Am 5. September fand in Einsiedeln die traditionelle Fusswallfahrt der «Vereinigung ehemaliger päpstlicher Schweizergardisten» statt. Die Pilgerinnen und Pilger schlossen die Wallfahrt mit einem Gebet vor der Gnadenkapelle und einem feierlichen Einzug in die Klosterkirche ab. Die Heilige Messe zelebrierten Abt Urban und S. E. Mons. Ettore Balestrero, Ständiger Beobachter des Heiligen Stuhls bei den Vereinten Nationen in Genf.
Feierlicher Gottesdienst und Andacht vor der Schwarzen Madonna
Der Gottesdienst wurde von zahlreichen weiteren Pilgerinnen und Pilgern mitgefeiert. Die gemeinsame Andacht vor der Schwarzen Madonna in der Gnadenkapelle bildete den liturgischen Abschluss; die Versammlung intonierte das «Salve Regina» als gemeinsamen Gesang. Der Auftritt von Mons. Balestrero dürfte vielen der ehemaligen Schweizergardisten vertraut gewesen sein: Der Diplomat war zuvor im Staatssekretariat des Vatikans tätig, was seine Anwesenheit in Einsiedeln für ehemalige Kollegen besonders bedeutsam machte.
Mittagessen im Kongresszentrum und Ansprachen
Im Anschluss versammelten sich die Teilnehmenden zu einem gemeinsamen Mittagessen im Kongresszentrum «Zwei Raben». In seiner Ansprache betonte Mons. Balestrero die zentrale Rolle des Dienstes am Mitmenschen. Er verwies exemplarisch auf das Leben von Bruder Meinrad Eugster vom Kloster Einsiedeln, für den bereits 1939 das Seligsprechungsverfahren eingeleitet wurde. Balestrero hob hervor, dass Bruder Meinrad seinen Dienst im Alltag – etwa als Sakristan – in Bescheidenheit und mit Hingabe gelebt habe und bis heute viele Menschen zu seinem Grab pilgern.

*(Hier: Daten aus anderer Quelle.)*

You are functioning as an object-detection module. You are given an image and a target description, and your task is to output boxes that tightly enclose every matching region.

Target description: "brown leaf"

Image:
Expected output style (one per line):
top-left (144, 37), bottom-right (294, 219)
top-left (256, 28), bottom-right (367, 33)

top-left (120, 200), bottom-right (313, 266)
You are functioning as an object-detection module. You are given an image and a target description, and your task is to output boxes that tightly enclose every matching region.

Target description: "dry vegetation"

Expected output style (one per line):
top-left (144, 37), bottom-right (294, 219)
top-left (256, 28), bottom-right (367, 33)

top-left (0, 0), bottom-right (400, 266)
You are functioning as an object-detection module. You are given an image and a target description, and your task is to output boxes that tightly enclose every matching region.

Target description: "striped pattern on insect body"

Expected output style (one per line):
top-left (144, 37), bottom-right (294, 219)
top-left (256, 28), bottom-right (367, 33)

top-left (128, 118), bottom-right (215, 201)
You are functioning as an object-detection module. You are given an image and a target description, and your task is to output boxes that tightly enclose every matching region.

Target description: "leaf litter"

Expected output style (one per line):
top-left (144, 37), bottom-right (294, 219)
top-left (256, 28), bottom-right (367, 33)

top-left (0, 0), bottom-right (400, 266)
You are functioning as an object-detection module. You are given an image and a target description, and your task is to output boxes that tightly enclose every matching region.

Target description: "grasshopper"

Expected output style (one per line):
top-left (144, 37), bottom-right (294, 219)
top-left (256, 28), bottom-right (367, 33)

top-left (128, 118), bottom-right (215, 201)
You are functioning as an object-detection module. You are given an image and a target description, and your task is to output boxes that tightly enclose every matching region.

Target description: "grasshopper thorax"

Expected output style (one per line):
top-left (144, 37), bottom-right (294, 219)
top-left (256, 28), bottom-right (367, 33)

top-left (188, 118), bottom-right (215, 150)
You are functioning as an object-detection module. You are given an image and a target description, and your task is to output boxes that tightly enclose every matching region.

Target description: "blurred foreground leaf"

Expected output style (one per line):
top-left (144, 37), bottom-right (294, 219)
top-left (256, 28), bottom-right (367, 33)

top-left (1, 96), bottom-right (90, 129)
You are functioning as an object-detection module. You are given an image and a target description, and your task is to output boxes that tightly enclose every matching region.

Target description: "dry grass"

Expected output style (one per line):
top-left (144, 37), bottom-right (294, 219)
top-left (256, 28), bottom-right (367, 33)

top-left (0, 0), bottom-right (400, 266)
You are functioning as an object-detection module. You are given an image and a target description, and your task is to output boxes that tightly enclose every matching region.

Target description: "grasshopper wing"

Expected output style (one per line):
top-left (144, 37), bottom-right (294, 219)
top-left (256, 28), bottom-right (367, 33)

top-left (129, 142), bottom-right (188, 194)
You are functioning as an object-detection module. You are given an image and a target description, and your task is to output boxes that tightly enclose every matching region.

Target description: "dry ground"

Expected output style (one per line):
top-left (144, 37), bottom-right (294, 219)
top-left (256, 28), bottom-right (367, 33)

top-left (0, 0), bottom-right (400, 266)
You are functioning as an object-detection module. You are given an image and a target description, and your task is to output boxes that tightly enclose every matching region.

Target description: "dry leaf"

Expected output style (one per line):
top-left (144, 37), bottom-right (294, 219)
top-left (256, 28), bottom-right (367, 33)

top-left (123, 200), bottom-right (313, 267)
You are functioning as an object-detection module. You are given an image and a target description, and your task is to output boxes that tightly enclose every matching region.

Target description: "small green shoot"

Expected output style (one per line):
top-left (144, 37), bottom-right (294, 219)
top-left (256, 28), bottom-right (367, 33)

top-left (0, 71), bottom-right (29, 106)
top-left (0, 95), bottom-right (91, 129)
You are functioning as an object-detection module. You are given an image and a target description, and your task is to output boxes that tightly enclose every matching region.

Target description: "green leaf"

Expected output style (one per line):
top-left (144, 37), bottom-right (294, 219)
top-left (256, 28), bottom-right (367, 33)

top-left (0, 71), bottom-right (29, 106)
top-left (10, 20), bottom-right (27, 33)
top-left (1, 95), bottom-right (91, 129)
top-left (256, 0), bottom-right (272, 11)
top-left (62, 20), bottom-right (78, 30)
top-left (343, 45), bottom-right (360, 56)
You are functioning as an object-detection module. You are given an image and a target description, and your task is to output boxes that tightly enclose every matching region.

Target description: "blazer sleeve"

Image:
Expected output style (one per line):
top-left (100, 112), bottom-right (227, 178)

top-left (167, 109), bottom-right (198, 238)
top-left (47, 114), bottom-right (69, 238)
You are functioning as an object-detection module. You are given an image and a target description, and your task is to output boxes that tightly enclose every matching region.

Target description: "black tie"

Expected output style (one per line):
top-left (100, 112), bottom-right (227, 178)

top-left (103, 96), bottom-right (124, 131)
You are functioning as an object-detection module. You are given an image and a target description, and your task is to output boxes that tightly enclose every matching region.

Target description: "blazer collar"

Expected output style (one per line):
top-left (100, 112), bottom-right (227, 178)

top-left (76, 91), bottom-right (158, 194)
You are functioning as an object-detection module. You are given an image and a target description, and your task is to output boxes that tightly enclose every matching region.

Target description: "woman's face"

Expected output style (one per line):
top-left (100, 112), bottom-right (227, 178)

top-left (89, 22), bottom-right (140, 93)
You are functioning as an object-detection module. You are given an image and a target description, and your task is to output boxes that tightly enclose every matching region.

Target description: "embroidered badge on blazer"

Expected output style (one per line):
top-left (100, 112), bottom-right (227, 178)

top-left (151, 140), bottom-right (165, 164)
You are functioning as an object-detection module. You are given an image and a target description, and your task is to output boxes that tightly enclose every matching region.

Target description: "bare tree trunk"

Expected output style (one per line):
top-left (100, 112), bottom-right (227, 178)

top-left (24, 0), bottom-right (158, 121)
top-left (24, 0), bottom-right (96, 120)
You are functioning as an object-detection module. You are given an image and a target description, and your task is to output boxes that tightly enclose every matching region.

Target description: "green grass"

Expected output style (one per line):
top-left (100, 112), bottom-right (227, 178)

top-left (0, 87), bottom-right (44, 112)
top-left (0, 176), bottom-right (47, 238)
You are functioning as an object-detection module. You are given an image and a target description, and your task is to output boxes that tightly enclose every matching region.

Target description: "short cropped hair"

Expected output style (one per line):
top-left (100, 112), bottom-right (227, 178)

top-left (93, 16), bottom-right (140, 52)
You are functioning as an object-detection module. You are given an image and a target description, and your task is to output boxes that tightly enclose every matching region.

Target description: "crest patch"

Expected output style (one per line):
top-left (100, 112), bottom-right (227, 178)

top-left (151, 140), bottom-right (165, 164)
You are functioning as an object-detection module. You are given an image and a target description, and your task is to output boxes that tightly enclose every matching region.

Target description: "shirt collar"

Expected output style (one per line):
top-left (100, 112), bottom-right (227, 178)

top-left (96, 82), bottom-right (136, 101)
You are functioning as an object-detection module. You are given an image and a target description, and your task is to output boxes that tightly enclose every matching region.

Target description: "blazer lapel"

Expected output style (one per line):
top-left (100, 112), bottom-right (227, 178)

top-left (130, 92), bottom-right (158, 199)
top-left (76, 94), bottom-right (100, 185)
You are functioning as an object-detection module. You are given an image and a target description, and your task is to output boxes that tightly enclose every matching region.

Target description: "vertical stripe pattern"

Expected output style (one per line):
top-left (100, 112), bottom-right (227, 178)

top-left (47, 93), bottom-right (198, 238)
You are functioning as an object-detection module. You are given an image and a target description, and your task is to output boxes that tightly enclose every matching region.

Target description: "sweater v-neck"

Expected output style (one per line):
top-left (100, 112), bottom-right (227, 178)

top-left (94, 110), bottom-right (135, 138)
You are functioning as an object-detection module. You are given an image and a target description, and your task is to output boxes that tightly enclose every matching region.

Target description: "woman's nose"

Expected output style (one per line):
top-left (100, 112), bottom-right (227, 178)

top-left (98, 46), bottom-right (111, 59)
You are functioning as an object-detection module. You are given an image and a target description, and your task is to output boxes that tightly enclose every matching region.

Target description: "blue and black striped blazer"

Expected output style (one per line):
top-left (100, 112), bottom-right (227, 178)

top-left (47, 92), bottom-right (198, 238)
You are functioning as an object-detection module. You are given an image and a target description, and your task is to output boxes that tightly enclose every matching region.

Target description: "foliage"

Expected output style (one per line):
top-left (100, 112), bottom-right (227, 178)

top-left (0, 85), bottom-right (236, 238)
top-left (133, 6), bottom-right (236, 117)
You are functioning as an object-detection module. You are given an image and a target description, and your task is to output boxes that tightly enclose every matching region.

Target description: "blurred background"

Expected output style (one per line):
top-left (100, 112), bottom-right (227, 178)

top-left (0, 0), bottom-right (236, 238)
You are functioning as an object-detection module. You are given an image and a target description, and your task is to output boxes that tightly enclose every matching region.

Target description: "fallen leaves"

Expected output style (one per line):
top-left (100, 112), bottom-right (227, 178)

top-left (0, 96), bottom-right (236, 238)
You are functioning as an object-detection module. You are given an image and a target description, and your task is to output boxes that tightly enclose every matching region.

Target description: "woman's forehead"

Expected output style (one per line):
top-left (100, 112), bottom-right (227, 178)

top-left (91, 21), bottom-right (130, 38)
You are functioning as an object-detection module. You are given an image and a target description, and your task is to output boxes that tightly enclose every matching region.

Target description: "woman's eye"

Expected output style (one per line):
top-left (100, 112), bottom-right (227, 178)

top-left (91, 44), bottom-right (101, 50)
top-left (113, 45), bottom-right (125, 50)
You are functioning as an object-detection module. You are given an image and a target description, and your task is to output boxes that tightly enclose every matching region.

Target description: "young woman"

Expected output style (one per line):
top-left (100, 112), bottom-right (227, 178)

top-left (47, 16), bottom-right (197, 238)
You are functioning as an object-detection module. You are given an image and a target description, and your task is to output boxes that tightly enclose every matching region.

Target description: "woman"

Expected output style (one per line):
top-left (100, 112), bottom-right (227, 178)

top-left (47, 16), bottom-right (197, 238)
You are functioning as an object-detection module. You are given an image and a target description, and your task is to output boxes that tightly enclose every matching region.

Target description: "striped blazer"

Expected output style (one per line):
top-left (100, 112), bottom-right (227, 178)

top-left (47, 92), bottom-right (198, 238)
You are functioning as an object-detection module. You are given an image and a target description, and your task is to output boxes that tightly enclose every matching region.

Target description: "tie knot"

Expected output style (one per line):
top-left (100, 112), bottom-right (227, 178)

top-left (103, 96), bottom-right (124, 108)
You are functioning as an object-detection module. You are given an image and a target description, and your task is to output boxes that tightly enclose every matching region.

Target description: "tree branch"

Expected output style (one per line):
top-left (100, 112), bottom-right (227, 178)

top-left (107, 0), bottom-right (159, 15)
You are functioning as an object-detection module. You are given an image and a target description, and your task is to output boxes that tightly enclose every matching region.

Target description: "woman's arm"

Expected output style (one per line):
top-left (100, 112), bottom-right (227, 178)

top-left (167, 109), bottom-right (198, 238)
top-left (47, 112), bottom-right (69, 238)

«Wichtigkeit des Dienstes für den Nächsten.»
Der Erzbischof riet den Anwesenden, das Vorbild Bruder Meinrads für den Alltag und den Dienst am Menschen ernst zu nehmen. Die Betonung lag auf dem praktischen, bescheidenen Dienst statt auf der Suche nach öffentlicher Anerkennung.
Auszeichnung für Einsatz im Heiligen Jahr
Im weiteren Verlauf der Veranstaltung überreichte Mons. Balestrero zusammen mit dem Kommandanten der Schweizergarde, Oberst Christoph Graf, die päpstliche Verdienstmedaille. Geehrt wurden damit ehemalige Schweizergardisten und freiwillige Helfer, die während des Heiligen Jahres in Rom Dienst geleistet hatten. Die Übergabe der Medaillen bildete einen offiziellen und persönlichen Dank des Heiligen Stuhls an jene, die im besonderen Dienst engagiert gewesen waren.
- Datum der Wallfahrt: 5. September
- Ort: Klosterkirche und Gnadenkapelle Einsiedeln sowie Kongresszentrum «Zwei Raben»
- Wesentliche Beteiligte: Abt Urban, Mons. Ettore Balestrero, Oberst Christoph Graf
Die Veranstaltung verband liturgische Feier, persönliche Begegnung und Anerkennung des geleisteten Dienstes. Für Einsiedeln bedeutete der Anlass eine Gelegenheit, die Verbindung zwischen dem Kloster, ehemaligen Mitgliedern der Schweizergarde und dem Vatikan sichtbar werden zu lassen. Die Feier trug dazu bei, das Kloster als spirituelles Zentrum zu bestätigen und die Tradition der Fusswallfahrt in der Gemeinde weiterzuführen.
| Rolle | Person / Institution | Beitrag am Anlass |
|---|---|---|
| Gottesdienst | Abt Urban | Mitzelebration |
| Mitzelebrant / Redner | S. E. Mons. Ettore Balestrero | Mitzelebration, Ansprache, Medaillenübergabe |
| Vertreter Schweizergarde | Oberst Christoph Graf | Medaillenübergabe |
| Veranstalter | Vereinigung ehemaliger päpstlicher Schweizergardisten | Organisierte Fusswallfahrt |
Der Anlass in Einsiedeln bot sowohl Raum für gelebten Glauben als auch für persönliche Begegnungen zwischen ehemaligen Gardisten, kirchlichen Würdenträgern und Pilgerinnen und Pilgern. Die Verleihung der päpstlichen Verdienstmedaillen verlieh dem Tag zusätzlich offiziellen Charakter und stellte jene in den Mittelpunkt, die während des Heiligen Jahres in Rom Dienst geleistet hatten.